Logistics analysts typically have a bachelor’s degree—but a proven track record in logistics and supply chain management can be enough for qualified candidates to get their foot in the door.
Average salary: $119,249
Salary range: $77,000–$156,000
Just as an architect designs physical structures, a data architect designs the structures an organization needs to effectively acquire, organize, analyze, manage, and utilize data. This includes translating business objectives into a data management framework, designing the framework, defining how data will flow through the framework, and working with other teams and engineers to develop the framework and implement it across the organization.
Most data architects hold a bachelor’s degree in computer science or computer engineering—though many also hold advanced degrees.
Average salary: $69,635
Salary range: $51,000–$98,000
As the name suggests, business systems analysts are responsible for analyzing and leveraging data to improve an organization’s systems and processes—particularly within information technology (IT). They use data tools to analyze the company’s current systems—and then identify ways to optimize systems, cut costs, and make IT more effective across the organization. Business systems analysts may also research new systems and tools to improve IT—and then assist in rolling out those systems across departments.

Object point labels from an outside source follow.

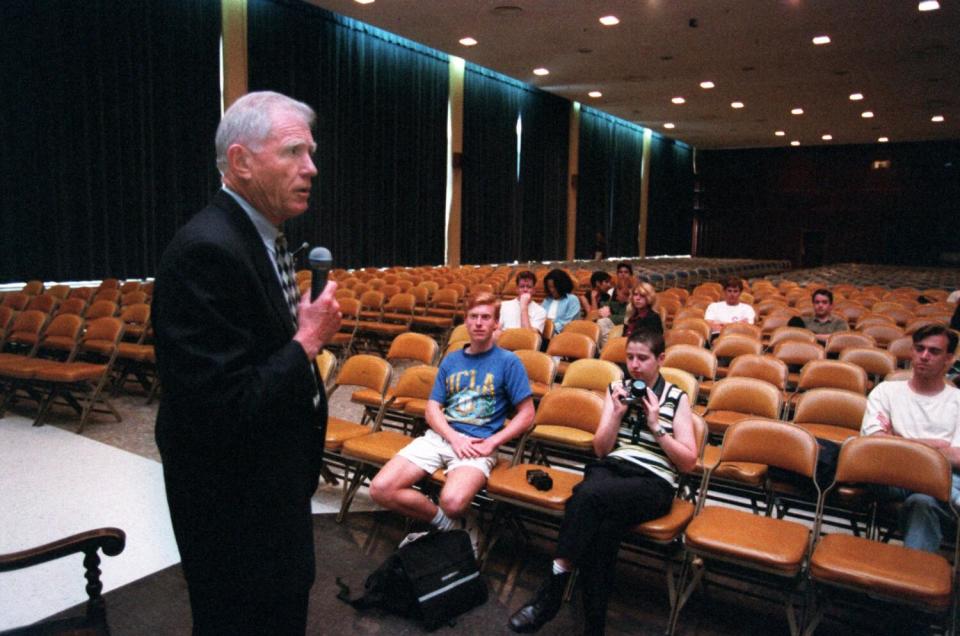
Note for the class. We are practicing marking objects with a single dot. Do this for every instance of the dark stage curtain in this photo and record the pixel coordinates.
(514, 208)
(107, 117)
(670, 210)
(608, 189)
(381, 132)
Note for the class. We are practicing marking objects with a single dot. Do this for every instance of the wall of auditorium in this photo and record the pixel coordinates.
(822, 205)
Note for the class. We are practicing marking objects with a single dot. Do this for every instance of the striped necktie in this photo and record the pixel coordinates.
(288, 280)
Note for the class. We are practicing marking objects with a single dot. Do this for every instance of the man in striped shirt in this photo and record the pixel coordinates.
(642, 444)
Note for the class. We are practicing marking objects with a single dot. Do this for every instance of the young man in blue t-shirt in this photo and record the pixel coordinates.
(466, 413)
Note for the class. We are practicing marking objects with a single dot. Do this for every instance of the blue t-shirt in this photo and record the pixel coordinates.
(475, 391)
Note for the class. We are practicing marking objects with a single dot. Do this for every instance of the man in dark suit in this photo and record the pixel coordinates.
(241, 422)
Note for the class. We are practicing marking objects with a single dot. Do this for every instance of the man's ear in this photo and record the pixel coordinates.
(238, 161)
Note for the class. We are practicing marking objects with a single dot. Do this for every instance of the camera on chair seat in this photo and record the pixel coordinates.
(539, 479)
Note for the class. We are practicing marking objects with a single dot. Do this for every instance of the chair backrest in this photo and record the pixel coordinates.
(520, 338)
(414, 346)
(586, 327)
(683, 379)
(733, 345)
(367, 371)
(101, 309)
(760, 367)
(876, 362)
(540, 367)
(696, 360)
(746, 395)
(574, 346)
(416, 382)
(831, 406)
(327, 364)
(572, 408)
(683, 336)
(883, 334)
(772, 443)
(894, 461)
(832, 374)
(615, 350)
(798, 353)
(593, 375)
(841, 340)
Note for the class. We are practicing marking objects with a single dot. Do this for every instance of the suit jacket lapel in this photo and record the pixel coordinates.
(259, 258)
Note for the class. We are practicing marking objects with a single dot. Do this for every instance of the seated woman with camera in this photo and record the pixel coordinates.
(644, 438)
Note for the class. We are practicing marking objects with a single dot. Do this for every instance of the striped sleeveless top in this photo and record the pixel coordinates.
(635, 442)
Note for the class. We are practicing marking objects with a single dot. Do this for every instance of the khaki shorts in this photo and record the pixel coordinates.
(431, 452)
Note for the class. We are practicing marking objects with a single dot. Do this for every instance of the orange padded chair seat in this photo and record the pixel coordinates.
(136, 352)
(375, 448)
(891, 570)
(563, 435)
(668, 527)
(720, 421)
(339, 431)
(69, 371)
(745, 472)
(512, 484)
(772, 544)
(837, 434)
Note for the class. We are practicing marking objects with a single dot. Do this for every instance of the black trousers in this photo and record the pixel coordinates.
(613, 496)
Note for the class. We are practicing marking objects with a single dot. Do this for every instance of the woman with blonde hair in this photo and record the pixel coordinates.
(640, 313)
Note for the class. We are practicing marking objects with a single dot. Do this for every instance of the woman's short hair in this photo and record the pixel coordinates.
(561, 281)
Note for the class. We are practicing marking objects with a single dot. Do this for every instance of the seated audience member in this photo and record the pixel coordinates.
(633, 481)
(523, 311)
(730, 309)
(561, 304)
(924, 409)
(600, 292)
(640, 314)
(625, 275)
(475, 387)
(823, 322)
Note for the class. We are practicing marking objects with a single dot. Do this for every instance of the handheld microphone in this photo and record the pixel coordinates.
(321, 261)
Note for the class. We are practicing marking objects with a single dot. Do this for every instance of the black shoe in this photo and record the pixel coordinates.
(542, 608)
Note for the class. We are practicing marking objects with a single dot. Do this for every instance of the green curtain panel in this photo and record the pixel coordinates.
(107, 117)
(608, 190)
(381, 105)
(514, 187)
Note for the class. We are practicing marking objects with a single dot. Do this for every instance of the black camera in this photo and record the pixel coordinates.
(636, 391)
(539, 479)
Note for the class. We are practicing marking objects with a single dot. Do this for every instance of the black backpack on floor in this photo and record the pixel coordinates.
(434, 579)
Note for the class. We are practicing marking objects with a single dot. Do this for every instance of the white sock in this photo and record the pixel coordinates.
(441, 521)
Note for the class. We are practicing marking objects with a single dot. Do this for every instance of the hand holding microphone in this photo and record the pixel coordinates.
(319, 313)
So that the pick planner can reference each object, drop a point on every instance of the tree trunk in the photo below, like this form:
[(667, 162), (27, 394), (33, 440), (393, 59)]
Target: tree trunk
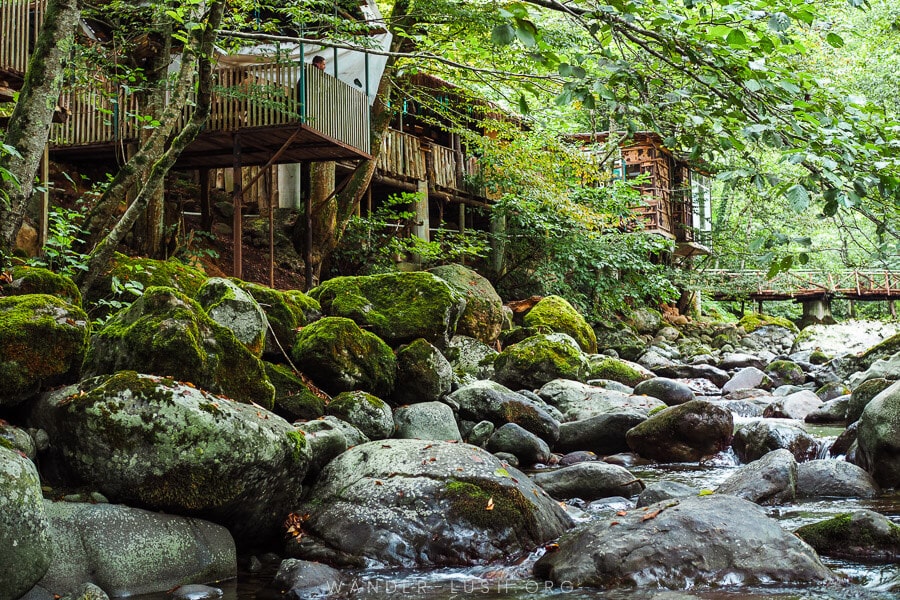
[(29, 124)]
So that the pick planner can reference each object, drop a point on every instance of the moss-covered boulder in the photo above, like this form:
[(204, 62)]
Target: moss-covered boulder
[(397, 307), (861, 535), (683, 433), (616, 369), (166, 333), (231, 307), (341, 357), (540, 359), (42, 343), (483, 317), (286, 311), (147, 440), (423, 374), (37, 280), (555, 314), (26, 548), (364, 411), (293, 397), (419, 503)]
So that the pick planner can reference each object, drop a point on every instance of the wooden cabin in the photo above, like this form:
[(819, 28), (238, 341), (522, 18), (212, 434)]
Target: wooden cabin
[(676, 197)]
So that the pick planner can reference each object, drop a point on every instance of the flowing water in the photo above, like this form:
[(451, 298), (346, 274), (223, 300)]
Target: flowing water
[(513, 582)]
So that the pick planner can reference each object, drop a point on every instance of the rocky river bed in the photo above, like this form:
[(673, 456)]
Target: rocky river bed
[(407, 434)]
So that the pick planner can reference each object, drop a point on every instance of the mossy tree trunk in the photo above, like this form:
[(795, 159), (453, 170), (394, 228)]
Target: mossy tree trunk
[(29, 124)]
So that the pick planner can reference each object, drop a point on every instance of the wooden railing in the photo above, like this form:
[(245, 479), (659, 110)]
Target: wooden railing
[(263, 95)]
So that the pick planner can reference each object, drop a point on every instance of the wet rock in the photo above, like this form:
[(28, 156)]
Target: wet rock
[(861, 535), (603, 433), (671, 392), (755, 440), (426, 421), (675, 548), (665, 490), (128, 551), (793, 406), (578, 401), (770, 480), (683, 433), (524, 445), (423, 503), (490, 401), (834, 478), (588, 481)]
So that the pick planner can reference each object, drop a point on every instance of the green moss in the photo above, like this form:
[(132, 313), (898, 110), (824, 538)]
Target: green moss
[(754, 321)]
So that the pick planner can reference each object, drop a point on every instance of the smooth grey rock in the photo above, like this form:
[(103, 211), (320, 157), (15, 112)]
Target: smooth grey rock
[(426, 421), (834, 478), (714, 539), (770, 480), (588, 481)]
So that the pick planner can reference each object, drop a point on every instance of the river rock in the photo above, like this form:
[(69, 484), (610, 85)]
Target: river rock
[(588, 481), (42, 343), (578, 401), (539, 359), (860, 535), (364, 411), (166, 333), (423, 374), (231, 307), (423, 503), (665, 490), (878, 437), (683, 433), (674, 548), (341, 357), (793, 406), (671, 392), (426, 421), (770, 480), (754, 440), (488, 400), (128, 551), (524, 445), (555, 314), (834, 478), (23, 525), (602, 434), (396, 307), (148, 440)]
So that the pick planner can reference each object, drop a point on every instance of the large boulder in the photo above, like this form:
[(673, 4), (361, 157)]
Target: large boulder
[(42, 343), (538, 359), (555, 314), (166, 333), (588, 481), (23, 525), (756, 439), (341, 357), (483, 317), (423, 374), (770, 480), (579, 401), (397, 307), (684, 433), (151, 441), (424, 503), (878, 437), (676, 543), (490, 401), (231, 307), (127, 551)]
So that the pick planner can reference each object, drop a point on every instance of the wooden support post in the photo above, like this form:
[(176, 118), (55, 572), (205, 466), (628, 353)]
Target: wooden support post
[(205, 205), (238, 202)]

Business systems analysts generally have a bachelor’s degree in a tech-related field like information technology management or information systems. However, candidates with a business background and a strong interest in and knowledge of IT could also be a good fit.
Average salary: $56,436
Salary range: $41,000–$78,000
Marketing analysts are responsible for helping companies better understand their customers and market. Generally, marketing analysts analyze data sets related to a company’s target demographic (including market research, purchasing trends, and customer surveys)—and use their analysis to develop strategies to help companies better connect with new customers and more effectively market to their existing customer base. Marketing analysts also need to present their findings to leadership as well as colleagues in marketing and other non-technical departments—so they need to have the ability to translate their analysis into reports, charts, and other materials that are easy to understand and act on.
Marketing analysts typically have a bachelor’s degree and can come from a variety of educational backgrounds, including marketing, economics, business, math, statistics, or psychology.
Clearly, there are opportunities galore in data and analytics. But the question is, are these roles right for you?
According to Herschberg, there are a few things you need to succeed in the data and analytics fields—starting with strong quantitative and analytical skills. “You need left-brained analytical skills to do the analysis, which ranges from basic statistics to complex machine learning algorithms,” Herschberg says. “It’s not just knowledge of the tools, but knowing when to use each tool.”
Being numbers-driven is a must to succeed in data and analytics—but so is being able to explain those numbers to people whose knowledge of data and analytics ranges from expert to novice. “To be really successful you should also have the ability to explain complex technical ideas, concepts, and learnings” to folks in non-technical roles, Herschberg says.
Finally, data can be a force for good—or, if it’s misused, it can be just the opposite. So, Herschberg says, you need to “understand the limits of data, how it can be misused, and the ethical issues stemming from data analysis.”
Data and analytics is a field brimming with opportunity and future growth. And with this list, you have the jumping off point to start exploring roles under the data and analytics umbrella—and find one that feels right for you. So what are you waiting for? Get out there and get searching!